In an interview on CNBC-TV18, Amit Rustagi of Antique Stock Broking said he doesn’t see any harm in putting a band on gas prices. He says the markets, investors as well as consumers will be okay if a cap is set at USD 9-10/mmbtu, instead of the one worked out by the Rangarajan Committee formula at USD 8-10/mmbtu since it is still going to be a 100 percent jump from the current USD 4.2/mmbtu.
But, he further adds that due to conflicting statements from the finance ministry regarding different consumer price has created confusion in the minds of investors, thereby affecting stocks like ONGC and Oil India. The positive impact of gas price hike is not reflected in the stock prices of these companies.
However, he believes even if these oil companies have to provide subsidies to the consumers, it won’t be more than USD 2-2.5/mmbtu. Besides, he says that gas price hike will definitely go up to USD 6, which will then take up FY15 earnings at least 25 percent higher than what they are making right now. And hence it will be a 20% upside for both ONGC and Oil India. Also Read: Rupee gains; RBI takes action on oil cos' dollar demand Below is the verbatim transcript of Amit Rustagi’s interview on CNBC-TV18 Q: What did you make of this talk about some kind of band being set out for gas prices and how do you think it could impact the stocks concerned?
A: Band is fine with the markets from the investors perspective also that if a cap is set out may be at USD 9-10/mmbtu then it is fine because as of now on the range of prices which have been worked out by Rangarajan Committee formula are between USD 8-10/mmbtu. So if any cap is put at USD 9-10/mmbtu then it is perfect and we are going to see 100 percent jump in gas prices from USD 4.2/mmbtu to anything above USD 8/mmbtu is acceptable to the market also. Q: The expectation earlier was that gas prices will get repeatedly calibrated on the way up depending on market prices over a period of time. This talk of a cap not letting companies make profits, do you get that suspicion though that this may also enter the regulated category like we have seen with oil prices out here and therefore upsides might be difficult to get beyond a point for many of these companies?
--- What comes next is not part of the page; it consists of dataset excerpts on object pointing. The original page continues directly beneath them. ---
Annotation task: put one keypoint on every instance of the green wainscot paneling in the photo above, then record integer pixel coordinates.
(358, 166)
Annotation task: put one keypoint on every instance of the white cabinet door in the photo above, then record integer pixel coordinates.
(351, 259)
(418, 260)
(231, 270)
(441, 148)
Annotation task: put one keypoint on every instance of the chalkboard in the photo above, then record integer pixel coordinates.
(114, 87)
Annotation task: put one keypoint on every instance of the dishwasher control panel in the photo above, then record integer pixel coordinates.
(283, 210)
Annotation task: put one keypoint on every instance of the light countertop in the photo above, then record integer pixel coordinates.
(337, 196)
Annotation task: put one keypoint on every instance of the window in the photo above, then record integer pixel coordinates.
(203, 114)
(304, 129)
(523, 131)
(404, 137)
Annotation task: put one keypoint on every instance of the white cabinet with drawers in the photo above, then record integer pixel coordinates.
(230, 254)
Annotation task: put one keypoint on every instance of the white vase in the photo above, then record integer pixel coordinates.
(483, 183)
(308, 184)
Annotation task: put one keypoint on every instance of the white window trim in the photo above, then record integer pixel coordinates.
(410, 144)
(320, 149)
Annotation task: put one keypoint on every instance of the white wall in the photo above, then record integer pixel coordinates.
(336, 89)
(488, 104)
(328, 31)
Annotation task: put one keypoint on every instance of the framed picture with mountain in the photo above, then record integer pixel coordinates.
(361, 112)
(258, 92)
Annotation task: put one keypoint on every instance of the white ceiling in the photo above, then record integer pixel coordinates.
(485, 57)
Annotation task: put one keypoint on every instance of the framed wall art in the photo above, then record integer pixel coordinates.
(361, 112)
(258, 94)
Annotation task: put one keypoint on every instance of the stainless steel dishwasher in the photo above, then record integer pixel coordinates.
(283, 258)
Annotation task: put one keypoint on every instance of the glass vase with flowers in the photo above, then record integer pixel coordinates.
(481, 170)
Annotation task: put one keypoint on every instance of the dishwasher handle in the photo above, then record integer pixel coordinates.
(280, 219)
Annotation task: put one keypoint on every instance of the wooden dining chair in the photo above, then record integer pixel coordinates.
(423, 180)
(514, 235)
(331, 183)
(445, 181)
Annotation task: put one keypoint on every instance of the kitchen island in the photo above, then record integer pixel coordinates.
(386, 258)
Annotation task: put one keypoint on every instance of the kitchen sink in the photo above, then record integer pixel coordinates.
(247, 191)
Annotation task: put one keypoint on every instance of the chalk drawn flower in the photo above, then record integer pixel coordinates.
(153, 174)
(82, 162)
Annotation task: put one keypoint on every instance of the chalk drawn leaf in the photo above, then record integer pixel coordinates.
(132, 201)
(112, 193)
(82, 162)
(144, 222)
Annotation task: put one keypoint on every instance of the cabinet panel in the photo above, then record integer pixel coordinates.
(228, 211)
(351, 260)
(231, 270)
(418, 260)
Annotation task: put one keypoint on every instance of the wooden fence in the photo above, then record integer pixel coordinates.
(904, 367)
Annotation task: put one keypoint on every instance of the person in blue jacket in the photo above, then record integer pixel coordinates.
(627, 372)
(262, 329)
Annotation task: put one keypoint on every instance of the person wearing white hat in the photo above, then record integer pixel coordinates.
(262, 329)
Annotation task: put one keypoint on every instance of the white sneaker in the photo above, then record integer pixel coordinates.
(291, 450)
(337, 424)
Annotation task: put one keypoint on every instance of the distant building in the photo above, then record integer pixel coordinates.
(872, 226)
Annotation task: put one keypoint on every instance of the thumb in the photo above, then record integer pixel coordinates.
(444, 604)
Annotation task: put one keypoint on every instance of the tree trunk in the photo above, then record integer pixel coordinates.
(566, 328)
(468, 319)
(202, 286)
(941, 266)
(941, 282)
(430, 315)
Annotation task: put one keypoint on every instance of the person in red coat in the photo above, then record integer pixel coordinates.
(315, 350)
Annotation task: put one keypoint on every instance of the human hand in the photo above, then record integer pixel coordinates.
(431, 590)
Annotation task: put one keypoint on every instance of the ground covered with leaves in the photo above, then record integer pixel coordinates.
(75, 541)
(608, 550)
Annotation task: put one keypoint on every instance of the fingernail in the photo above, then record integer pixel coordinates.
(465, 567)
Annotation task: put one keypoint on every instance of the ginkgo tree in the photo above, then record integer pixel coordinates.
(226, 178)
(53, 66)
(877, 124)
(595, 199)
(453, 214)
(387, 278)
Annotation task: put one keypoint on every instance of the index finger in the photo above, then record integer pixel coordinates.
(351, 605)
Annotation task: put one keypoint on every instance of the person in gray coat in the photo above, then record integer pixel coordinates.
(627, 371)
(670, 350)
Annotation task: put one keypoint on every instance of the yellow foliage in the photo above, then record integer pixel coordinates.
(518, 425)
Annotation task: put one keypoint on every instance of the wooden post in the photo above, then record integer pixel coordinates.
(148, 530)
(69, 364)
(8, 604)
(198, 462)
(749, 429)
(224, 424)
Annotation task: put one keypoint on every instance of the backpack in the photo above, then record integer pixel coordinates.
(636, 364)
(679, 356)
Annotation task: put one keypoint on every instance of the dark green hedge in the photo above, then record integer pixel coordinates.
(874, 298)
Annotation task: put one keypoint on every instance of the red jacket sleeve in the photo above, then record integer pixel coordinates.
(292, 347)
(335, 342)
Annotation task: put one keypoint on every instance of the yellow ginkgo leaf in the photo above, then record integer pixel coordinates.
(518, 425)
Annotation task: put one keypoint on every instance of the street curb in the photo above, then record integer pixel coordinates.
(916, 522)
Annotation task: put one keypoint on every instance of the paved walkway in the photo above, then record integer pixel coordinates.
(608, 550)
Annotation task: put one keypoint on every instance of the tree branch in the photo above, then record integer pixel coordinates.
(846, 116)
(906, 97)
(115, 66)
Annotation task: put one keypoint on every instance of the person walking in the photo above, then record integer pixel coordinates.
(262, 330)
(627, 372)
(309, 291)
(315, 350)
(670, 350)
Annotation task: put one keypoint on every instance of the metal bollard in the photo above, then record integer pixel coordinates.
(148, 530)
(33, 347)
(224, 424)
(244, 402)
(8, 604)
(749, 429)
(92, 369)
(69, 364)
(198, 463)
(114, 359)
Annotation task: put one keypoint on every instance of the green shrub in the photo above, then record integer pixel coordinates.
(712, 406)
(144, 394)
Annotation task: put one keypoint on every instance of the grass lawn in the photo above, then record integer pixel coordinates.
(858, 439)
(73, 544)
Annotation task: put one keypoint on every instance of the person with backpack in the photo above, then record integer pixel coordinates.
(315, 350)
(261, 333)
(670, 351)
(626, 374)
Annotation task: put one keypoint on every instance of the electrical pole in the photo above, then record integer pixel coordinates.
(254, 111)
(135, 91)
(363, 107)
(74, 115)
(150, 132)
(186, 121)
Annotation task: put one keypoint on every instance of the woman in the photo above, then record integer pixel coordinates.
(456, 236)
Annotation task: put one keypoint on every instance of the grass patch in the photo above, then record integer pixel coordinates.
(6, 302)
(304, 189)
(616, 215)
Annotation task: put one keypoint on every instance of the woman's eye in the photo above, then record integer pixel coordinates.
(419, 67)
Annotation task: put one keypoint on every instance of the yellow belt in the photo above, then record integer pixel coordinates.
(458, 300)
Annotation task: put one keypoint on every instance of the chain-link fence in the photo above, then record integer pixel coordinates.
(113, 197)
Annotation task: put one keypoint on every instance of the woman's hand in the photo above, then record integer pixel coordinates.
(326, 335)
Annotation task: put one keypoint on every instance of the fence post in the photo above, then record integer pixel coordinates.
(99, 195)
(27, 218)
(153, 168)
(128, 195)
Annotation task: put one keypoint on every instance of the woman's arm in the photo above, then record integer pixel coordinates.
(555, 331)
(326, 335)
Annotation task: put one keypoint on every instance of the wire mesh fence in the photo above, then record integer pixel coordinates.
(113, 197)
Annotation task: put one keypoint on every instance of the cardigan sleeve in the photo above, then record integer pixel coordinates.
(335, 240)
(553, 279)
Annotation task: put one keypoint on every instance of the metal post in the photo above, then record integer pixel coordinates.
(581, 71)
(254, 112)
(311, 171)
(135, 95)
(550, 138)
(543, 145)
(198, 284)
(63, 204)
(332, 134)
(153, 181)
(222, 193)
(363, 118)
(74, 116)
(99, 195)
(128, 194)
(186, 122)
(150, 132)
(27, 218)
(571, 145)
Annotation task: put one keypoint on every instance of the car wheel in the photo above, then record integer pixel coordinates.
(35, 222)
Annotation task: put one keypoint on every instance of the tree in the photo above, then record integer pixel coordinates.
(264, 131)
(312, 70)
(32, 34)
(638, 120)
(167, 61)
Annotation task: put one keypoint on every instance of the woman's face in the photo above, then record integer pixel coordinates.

A: You have to see that for example when you tie-up any LNG contract internationally there are always caps and floors worked out in those contracts. Like Petronet LNG contract in the last five years there has been a cap and floor into the oil prices which can be used to derive gas prices. So prices have been moving in a calibrated manner. So similarly domestic consumers also need some production but we are not saying that production should be sat at a level of USD 6/mmbtu which will be negative for the investors and sentiments. I think any production which is set up to USD 9-10/mmbtu will be taken as neutral by the market.
Obviously we have to see that the consumer sector should not get impacted in a manner where tomorrow a new government comes or a new thought process comes because of the pain of the consumer sector and then they stop the entire process. So as we are seeing in diesel decontrol that 50 paisa hike is perfectly fine with consumers as well as political parties, we are not seeing a big news flow on that. So if you make it Rs 1-2 then that can actually create lot of trouble in terms of political parties coming back saying that why there is a diesel price hike.
So a moderate cap between USD 9-10/mmbtu is perfect and as of now all of us are assuming that globally LNG prices are going to remain at the higher end because Japan LNG price is one of the constituents in the Rangarajan Committee formula. However, six months down the line we don't know if nuclear reactors in Japan will start as is being stated in the media then we might see lower spot LNG prices for Japan also. So in that case prices will remain in the range of USD 8-10/mmbtu even if you worked out the Rangarajan Committee formula. So a cap of USD 9-10/mmbtu is perfectly fine and can work with the consumers also. Q: What could the potential impact be for some of the public sector companies like ONGC, Oil India, etc? Would you say some of the negatives of this kind of a cap would get mitigated because in any case it was factored in?
A: Yes, if you look at stock prices of ONGC and Oil India, none of them have been reflecting any benefit of gas price hike even today. It is because of the post gas price hike statements from the finance ministry regarding different consumer price has created confusion in the minds of investors. It is not clear if these companies have to provide a subsidy to the consumer sector. This kind of formula is prevailing in North East where the producer price is USD 4.2/mmbtu and consumer price is 40 percent lower than the producer price. And the difference between the two is worked out as a gas pool subsidy which is given by the government.
So ONGC is down 13-14 percent after the price hike was announced. So clearly it indicates that it is not discounting any gas price hike as of now but from the investors perspective we believe that at least USD 6/mmbtu gas price will be protected for ONGC and Oil India, the PSU names and even if they have to provide any subsidy to the consumers that won't be more than USD 2-2.5/mmbtu. So in that case upside lies ahead for ONGC as well as Oil India from both the factors that diesel under recoveries are coming down. Second is that gas price hike definitely they are going to get up to USD 6/mmbtu which will take up FY15 earnings at least 25 percent higher than what they are making right now. So in that scenario we are seeing at least 20 percent upside in both ONGC as well as Oil India.